Black people are the canaries in the coal mine. See, it’s exactly what Erika said, but now my white skin gives it weight in your brain. And it was true when *she* said it. Authoritarians try their tactics first on the most marginalized among us. It’s only if the tactics are successful with them that they move on to less marginalized groups, and then to the majority.

#BlackLivesMatter is about being a canary in a coal mine. It’s not about wanting special privileges, or about anything other than *not dying* simply for coming in contact with a police officer. How many Black professionals have been harassed and arrested by police officers and you did nothing? When the case manager for a developmentally disabled man was shot for trying to talk down his client who was sitting in the middle of traffic and refused to move? Philando Castile killed with his hands in the air, a respected public school employee. Tamir Rice, a 12 year old boy playing in a park, murdered by a police officer. And now suddenly we care when the professional is blond and female and white.

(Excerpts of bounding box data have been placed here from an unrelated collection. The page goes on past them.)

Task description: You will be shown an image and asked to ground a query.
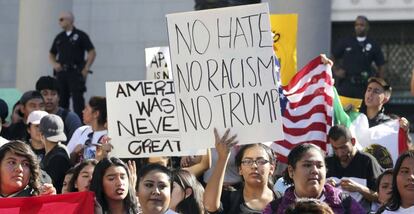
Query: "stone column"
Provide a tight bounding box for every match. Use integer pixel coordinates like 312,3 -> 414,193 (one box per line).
16,0 -> 73,92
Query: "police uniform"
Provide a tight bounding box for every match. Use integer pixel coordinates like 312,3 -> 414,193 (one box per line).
333,37 -> 385,98
50,27 -> 94,116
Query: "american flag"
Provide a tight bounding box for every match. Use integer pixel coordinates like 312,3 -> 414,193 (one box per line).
272,56 -> 334,163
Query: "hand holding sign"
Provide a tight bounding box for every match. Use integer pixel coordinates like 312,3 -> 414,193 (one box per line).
214,128 -> 238,160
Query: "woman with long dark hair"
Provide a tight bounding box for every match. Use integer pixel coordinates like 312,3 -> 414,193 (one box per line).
377,150 -> 414,213
204,129 -> 278,213
264,143 -> 366,214
90,157 -> 138,213
137,164 -> 172,214
67,159 -> 98,192
169,169 -> 204,214
0,141 -> 56,198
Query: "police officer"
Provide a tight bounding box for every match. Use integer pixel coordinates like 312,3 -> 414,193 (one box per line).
49,12 -> 96,117
333,16 -> 385,99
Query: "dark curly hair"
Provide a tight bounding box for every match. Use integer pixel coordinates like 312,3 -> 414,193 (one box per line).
0,140 -> 40,195
172,169 -> 204,214
283,143 -> 325,185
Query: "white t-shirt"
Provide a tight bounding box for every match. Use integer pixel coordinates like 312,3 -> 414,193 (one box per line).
66,125 -> 108,153
0,136 -> 9,147
382,206 -> 414,214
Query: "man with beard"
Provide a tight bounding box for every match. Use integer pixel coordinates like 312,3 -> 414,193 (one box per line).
332,16 -> 385,99
326,125 -> 382,211
36,76 -> 82,145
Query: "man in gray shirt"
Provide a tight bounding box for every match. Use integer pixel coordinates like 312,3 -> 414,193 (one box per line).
36,76 -> 82,145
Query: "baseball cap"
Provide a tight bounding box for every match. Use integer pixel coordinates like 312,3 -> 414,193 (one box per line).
0,98 -> 9,123
36,76 -> 59,93
26,110 -> 49,124
39,114 -> 66,142
368,77 -> 392,92
20,90 -> 43,105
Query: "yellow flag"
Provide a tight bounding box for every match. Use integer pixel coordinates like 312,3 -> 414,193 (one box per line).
270,14 -> 298,85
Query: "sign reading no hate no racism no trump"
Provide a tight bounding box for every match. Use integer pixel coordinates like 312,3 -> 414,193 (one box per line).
167,4 -> 283,149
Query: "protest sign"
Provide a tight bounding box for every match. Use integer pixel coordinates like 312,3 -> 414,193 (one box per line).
0,191 -> 95,214
270,14 -> 298,85
145,47 -> 172,80
106,80 -> 186,158
167,4 -> 283,148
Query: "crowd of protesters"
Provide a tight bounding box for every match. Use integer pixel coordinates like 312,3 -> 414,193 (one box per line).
0,13 -> 414,214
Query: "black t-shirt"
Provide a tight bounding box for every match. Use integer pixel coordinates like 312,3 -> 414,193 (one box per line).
332,37 -> 385,80
40,143 -> 70,193
30,145 -> 46,162
326,151 -> 382,190
208,188 -> 281,214
49,27 -> 94,65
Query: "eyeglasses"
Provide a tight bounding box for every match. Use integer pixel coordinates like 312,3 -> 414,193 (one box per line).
241,158 -> 270,166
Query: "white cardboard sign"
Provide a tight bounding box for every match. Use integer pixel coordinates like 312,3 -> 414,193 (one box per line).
145,47 -> 172,80
106,80 -> 184,158
167,4 -> 283,149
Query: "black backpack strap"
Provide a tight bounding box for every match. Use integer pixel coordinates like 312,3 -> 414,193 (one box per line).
270,197 -> 283,213
339,192 -> 352,214
229,188 -> 243,213
270,191 -> 283,213
62,108 -> 70,135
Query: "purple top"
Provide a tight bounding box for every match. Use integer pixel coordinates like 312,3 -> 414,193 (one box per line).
263,184 -> 366,214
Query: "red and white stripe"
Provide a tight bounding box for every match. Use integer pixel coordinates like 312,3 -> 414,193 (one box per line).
272,57 -> 334,163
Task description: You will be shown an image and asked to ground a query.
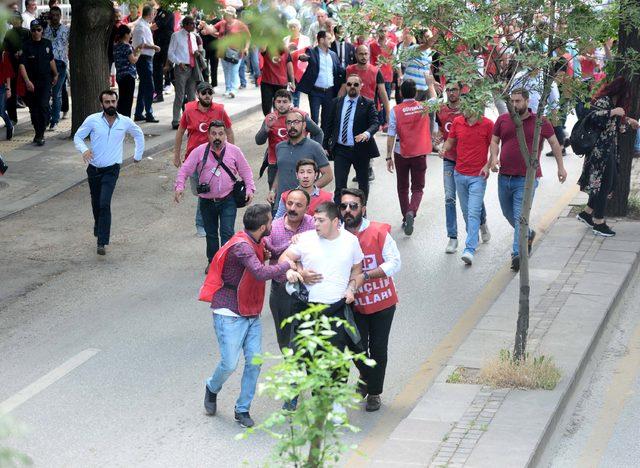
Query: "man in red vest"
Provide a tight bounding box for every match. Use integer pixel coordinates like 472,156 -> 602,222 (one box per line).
339,188 -> 401,411
386,77 -> 436,236
199,204 -> 302,427
255,89 -> 324,188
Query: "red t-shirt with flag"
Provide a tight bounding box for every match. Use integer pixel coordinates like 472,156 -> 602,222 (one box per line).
180,100 -> 231,159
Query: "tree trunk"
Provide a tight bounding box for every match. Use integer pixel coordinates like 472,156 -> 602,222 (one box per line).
69,0 -> 114,135
607,0 -> 640,216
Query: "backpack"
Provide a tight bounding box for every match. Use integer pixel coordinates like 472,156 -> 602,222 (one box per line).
569,111 -> 602,155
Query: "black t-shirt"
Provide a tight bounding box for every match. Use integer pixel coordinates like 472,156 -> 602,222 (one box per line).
20,39 -> 53,83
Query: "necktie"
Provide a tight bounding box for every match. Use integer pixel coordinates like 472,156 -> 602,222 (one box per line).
187,33 -> 196,68
340,99 -> 353,145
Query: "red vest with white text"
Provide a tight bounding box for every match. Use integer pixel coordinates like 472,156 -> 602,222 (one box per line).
353,221 -> 398,314
393,101 -> 431,158
198,231 -> 265,317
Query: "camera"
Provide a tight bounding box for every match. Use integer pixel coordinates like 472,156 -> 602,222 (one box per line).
196,184 -> 211,193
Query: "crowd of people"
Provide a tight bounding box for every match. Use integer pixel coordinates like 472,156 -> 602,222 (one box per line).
0,0 -> 638,427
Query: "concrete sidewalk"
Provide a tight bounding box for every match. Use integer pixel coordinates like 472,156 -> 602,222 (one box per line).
0,73 -> 260,219
370,195 -> 640,468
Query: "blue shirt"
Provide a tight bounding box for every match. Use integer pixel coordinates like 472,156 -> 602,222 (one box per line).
338,96 -> 358,146
314,48 -> 333,88
73,112 -> 144,167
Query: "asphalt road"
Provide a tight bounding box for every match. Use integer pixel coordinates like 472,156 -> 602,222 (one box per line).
540,262 -> 640,468
0,108 -> 582,467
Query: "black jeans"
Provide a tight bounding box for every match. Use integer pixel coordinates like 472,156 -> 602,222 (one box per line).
198,195 -> 238,263
269,280 -> 296,351
260,82 -> 287,115
353,305 -> 396,395
117,75 -> 136,117
333,145 -> 369,203
87,164 -> 120,245
587,154 -> 617,219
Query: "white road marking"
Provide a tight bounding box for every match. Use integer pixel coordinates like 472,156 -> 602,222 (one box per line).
0,348 -> 100,415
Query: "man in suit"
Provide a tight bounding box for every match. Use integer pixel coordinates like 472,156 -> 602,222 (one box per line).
297,31 -> 344,130
324,74 -> 380,202
331,25 -> 357,69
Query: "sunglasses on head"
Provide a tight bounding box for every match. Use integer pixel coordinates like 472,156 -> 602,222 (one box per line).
338,202 -> 360,211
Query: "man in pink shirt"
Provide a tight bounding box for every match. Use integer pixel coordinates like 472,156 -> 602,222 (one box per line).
175,120 -> 256,269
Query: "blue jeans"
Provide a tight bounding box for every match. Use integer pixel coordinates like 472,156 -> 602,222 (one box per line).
0,83 -> 13,129
498,175 -> 538,257
221,60 -> 242,93
207,314 -> 262,413
51,60 -> 67,124
453,171 -> 487,254
135,55 -> 154,117
198,195 -> 238,263
442,159 -> 487,239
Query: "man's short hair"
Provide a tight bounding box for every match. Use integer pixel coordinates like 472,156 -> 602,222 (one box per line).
314,202 -> 340,221
273,89 -> 293,101
242,203 -> 271,231
99,89 -> 118,102
285,189 -> 311,206
296,158 -> 319,174
340,187 -> 367,206
400,78 -> 418,99
207,119 -> 227,130
509,88 -> 529,99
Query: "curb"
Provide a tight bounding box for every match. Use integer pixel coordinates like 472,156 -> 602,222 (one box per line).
0,103 -> 262,221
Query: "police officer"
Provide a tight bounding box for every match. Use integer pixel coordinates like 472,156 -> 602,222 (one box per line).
19,19 -> 58,146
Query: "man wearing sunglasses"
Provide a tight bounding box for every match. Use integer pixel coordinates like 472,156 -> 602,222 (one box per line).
173,81 -> 234,237
19,20 -> 58,146
339,189 -> 402,412
325,74 -> 380,202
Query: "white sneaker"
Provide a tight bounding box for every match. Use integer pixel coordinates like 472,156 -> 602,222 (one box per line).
445,239 -> 458,253
460,252 -> 473,265
480,223 -> 491,244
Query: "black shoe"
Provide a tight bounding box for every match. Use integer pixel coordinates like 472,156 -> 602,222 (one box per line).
576,211 -> 593,227
593,223 -> 616,237
234,411 -> 255,427
204,385 -> 218,419
364,395 -> 382,413
527,229 -> 536,255
511,255 -> 520,271
404,211 -> 414,236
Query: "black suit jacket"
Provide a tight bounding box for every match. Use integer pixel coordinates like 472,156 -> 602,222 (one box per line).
323,96 -> 380,158
330,41 -> 356,68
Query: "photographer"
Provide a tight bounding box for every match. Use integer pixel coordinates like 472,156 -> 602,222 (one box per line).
175,120 -> 256,270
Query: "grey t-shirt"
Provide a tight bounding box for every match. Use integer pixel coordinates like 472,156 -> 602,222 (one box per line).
276,138 -> 329,200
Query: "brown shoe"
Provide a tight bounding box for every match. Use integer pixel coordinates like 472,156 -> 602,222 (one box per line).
364,395 -> 382,413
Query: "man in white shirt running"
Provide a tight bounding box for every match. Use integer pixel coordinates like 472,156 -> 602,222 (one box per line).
73,89 -> 144,255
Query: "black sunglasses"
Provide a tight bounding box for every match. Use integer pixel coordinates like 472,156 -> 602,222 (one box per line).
338,202 -> 360,211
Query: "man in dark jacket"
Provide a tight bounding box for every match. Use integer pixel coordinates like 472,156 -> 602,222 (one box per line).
323,75 -> 380,203
297,31 -> 344,130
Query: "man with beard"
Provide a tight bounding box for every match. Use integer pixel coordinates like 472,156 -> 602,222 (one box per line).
265,189 -> 314,350
173,81 -> 234,237
255,89 -> 324,192
73,90 -> 144,255
200,203 -> 300,427
490,88 -> 567,271
174,120 -> 256,272
267,109 -> 333,207
339,189 -> 401,412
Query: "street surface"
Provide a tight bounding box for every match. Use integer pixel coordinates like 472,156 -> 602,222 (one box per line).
539,260 -> 640,468
0,109 -> 584,467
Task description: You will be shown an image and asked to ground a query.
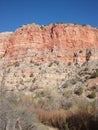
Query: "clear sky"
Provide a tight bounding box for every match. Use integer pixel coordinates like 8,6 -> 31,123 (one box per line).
0,0 -> 98,32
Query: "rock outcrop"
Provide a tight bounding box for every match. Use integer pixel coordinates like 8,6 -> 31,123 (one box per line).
0,23 -> 98,64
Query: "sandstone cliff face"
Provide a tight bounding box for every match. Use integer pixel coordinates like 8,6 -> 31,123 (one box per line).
0,23 -> 98,65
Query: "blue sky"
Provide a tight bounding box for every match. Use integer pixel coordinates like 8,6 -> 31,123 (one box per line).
0,0 -> 98,32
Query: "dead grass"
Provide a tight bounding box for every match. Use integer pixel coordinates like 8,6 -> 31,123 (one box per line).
37,108 -> 98,130
37,109 -> 68,130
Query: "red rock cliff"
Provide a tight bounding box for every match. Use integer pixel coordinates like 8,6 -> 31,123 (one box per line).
0,24 -> 98,65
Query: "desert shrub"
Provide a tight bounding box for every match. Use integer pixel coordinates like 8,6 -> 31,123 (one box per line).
84,67 -> 88,71
30,73 -> 33,77
37,109 -> 66,130
75,87 -> 83,96
70,79 -> 77,85
90,69 -> 98,78
68,62 -> 71,66
87,91 -> 96,98
48,62 -> 53,67
79,50 -> 83,53
54,61 -> 59,65
37,108 -> 98,130
62,83 -> 68,88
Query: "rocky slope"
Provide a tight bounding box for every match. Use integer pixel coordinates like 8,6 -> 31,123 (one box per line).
0,23 -> 98,130
0,23 -> 98,64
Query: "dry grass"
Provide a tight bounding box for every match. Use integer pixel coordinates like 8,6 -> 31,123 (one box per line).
37,108 -> 98,130
37,109 -> 68,130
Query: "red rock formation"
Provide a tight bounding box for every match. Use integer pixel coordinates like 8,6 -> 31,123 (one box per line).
0,24 -> 98,64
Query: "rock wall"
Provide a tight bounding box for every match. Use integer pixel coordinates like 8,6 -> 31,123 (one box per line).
0,23 -> 98,64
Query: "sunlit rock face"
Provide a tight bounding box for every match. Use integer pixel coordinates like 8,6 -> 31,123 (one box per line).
0,23 -> 98,64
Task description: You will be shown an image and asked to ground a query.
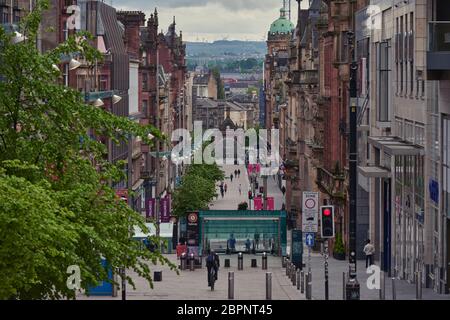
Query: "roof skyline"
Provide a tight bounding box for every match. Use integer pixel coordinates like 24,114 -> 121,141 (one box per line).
112,0 -> 307,42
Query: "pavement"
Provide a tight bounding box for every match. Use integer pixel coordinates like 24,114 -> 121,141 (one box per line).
77,166 -> 450,300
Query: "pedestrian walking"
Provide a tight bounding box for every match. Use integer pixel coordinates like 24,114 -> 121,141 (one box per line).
363,239 -> 375,268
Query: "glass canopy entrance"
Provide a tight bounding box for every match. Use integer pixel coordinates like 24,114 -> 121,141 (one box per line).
199,210 -> 286,255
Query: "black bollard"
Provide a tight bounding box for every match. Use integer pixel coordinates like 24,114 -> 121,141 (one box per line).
261,252 -> 267,270
180,252 -> 187,270
238,252 -> 244,270
153,271 -> 162,282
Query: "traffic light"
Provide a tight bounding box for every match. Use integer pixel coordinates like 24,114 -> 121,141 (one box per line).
320,206 -> 334,238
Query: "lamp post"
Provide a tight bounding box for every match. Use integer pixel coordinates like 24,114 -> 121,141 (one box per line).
346,31 -> 360,300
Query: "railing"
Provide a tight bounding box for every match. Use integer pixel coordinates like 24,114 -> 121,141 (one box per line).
428,21 -> 450,52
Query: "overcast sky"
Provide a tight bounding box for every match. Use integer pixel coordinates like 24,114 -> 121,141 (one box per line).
112,0 -> 307,41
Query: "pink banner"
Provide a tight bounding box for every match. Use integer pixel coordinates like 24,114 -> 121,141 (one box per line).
145,198 -> 156,218
159,197 -> 170,223
267,197 -> 275,210
253,198 -> 263,211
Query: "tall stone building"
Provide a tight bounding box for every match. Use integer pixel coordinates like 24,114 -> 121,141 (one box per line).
264,8 -> 294,132
356,0 -> 450,293
119,9 -> 188,215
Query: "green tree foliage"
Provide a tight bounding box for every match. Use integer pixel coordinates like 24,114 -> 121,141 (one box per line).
0,1 -> 175,299
173,164 -> 225,217
201,58 -> 264,73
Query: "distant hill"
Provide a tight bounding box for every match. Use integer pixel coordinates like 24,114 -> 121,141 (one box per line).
186,40 -> 267,57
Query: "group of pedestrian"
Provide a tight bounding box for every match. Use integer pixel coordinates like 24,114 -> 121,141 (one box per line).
219,181 -> 228,198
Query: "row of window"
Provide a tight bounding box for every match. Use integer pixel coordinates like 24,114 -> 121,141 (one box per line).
0,7 -> 20,24
395,12 -> 425,98
395,117 -> 426,146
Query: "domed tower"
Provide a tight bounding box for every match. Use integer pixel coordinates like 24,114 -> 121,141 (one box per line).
267,8 -> 295,54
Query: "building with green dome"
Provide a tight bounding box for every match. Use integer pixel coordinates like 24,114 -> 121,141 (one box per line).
264,8 -> 295,129
269,8 -> 295,38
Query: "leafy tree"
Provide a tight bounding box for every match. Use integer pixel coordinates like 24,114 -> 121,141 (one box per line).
0,1 -> 175,299
173,158 -> 225,217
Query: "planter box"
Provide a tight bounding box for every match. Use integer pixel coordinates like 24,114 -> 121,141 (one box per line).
333,252 -> 345,260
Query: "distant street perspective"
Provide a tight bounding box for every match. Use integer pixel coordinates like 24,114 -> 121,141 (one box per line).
0,0 -> 450,302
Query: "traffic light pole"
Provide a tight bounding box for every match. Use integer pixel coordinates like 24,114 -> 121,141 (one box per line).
346,32 -> 360,300
323,239 -> 329,300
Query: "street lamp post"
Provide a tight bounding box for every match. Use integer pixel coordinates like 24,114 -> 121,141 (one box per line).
346,31 -> 360,300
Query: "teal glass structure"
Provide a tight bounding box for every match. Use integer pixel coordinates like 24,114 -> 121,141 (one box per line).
199,210 -> 287,256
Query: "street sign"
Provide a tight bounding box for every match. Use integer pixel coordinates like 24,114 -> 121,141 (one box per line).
302,192 -> 319,233
291,229 -> 303,269
305,232 -> 316,247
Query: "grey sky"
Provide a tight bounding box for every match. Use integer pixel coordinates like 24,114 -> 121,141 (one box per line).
112,0 -> 307,41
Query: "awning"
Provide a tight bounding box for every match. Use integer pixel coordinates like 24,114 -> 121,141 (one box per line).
368,137 -> 425,156
133,222 -> 173,239
358,166 -> 391,178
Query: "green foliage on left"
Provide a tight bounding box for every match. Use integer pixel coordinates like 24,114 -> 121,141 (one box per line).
0,1 -> 176,299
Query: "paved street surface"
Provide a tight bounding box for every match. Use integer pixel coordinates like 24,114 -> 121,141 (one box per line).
210,165 -> 283,210
78,166 -> 450,300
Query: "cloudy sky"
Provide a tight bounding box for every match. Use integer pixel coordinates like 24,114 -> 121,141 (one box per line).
112,0 -> 307,41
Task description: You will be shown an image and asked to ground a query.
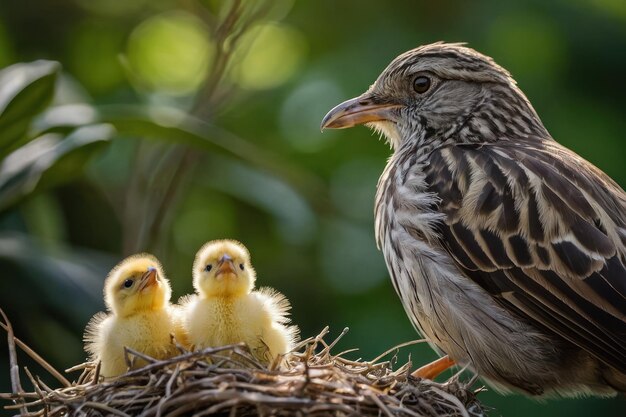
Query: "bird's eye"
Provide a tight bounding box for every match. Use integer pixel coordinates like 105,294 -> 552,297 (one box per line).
413,75 -> 430,94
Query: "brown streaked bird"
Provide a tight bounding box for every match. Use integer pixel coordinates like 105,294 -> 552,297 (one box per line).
322,43 -> 626,396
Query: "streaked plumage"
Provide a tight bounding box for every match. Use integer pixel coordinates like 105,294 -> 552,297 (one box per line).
180,240 -> 298,363
322,43 -> 626,395
85,253 -> 185,378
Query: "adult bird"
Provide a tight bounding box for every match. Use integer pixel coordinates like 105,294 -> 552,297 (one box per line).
322,43 -> 626,396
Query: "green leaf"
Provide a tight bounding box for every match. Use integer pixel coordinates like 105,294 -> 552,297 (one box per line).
0,124 -> 115,211
98,105 -> 332,211
0,231 -> 109,322
0,60 -> 61,157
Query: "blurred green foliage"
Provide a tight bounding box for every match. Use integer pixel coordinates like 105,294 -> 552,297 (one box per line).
0,0 -> 626,417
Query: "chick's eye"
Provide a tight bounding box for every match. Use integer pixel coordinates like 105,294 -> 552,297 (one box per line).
413,75 -> 430,94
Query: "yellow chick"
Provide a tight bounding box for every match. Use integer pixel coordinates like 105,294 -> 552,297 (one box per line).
181,240 -> 298,363
84,253 -> 185,378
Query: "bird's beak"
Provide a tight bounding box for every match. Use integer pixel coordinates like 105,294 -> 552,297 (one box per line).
215,254 -> 235,277
139,268 -> 159,291
322,93 -> 400,130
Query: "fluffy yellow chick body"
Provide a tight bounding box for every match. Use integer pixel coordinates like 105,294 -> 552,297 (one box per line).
85,254 -> 185,378
182,240 -> 298,362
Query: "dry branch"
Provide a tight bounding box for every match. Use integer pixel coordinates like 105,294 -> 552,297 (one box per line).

And guys, these are just the easiest to identify with. Imagine your friend, you know, the one who is *always* stoned and always broke, but essentially harmless, (imagine him with long, flowing, dark blond hair, if you must) makes a little extra cash selling loose cigarettes, gets assaulted by multiple police officers and dies begging “I can’t breathe.” Imagine that thousands of people take to social media and mock him for pleading for his life, laugh at you for calling it injustice and point out that he was breaking the law. Imagine how furious, helpless, disgusted you would be.

Black people are canaries in the coal mine. For those of you who don’t know the reference, before modern times, miners would take small birds, often canaries, into the mines with them as indicators on whether the air was safe to breathe. If the bird died, it was time for the miner to hightail it out of there. Wow, what a tremendous privilege it is for us white folk to have *other human beings* who test the air for us, unwillingly and too often unwittingly, to see if it is safe.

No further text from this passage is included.